The thing I want you to realize is that as parents we don't stop being human beings, which means we're flawed.  I remember being almost paralyzed with fear when you were little because I was so scared I would do or say the wrong thing to you because I was so acutely aware that I had an impressionable human being in my charge.  I would analyze what I said and did to make sure I did it correctly.  Of course, very often I did not, so I would pray that you were pliable enough to forgive the transgression and remember the good things over the bad.  They all add up, though, both the good and the bad, to make us what we are when we're adults.  What I would have hoped for us is that, before you had your turn as a parent, we could have talked about all of that and you could have seen us, your father and me, for what we are, imperfect people who simply love you the best way we know how.  Don't accept that now for our sakes.  I have come to realize that forgiving one's parents for all their faults is the only real way to be at peace with yourself.
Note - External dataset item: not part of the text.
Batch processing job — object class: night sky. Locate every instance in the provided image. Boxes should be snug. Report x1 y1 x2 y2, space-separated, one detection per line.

But, here is what I really want to say to you:  you were not the eating disorder.  Do not take it with you wherever you are.  You were so much more than that.  I've said some of this before, but it bears repeating.  You were an amazing artist.  You were smart and articulate, even if that could come over as a bit bossy and judgmental.  You could be hard to take in large doses as a result, but your desire to learn and experience life was immense, so I can imagine it was fun for your peers to engage you in intellectual debates, and I always wondered where that would have taken you.  I always thought you'd make a great music critic maybe.  But there was a softer side to you too:  the side I think we all loved the most.  The side that, because of everything you had been through, saw others for what they were, which is more than their disease, and wanted to help them.  The side that loved your extended family and friends.  And your cat of course.  And your sister above all.  Maybe you would have become a therapist - you would have excelled at that.  Certainly no one could understand that kind of suffering more than you.  You were one of a kind.  You were priceless.  I hated the disease, and I know sometimes that must have seemed like I hated you.  I didn't, my darling baby girl.  So far from it.  I loved you so, so much.  Please God, if only I knew that you know that.

Please be at peace now.  We will always love you.  We will always remember you:  the real you.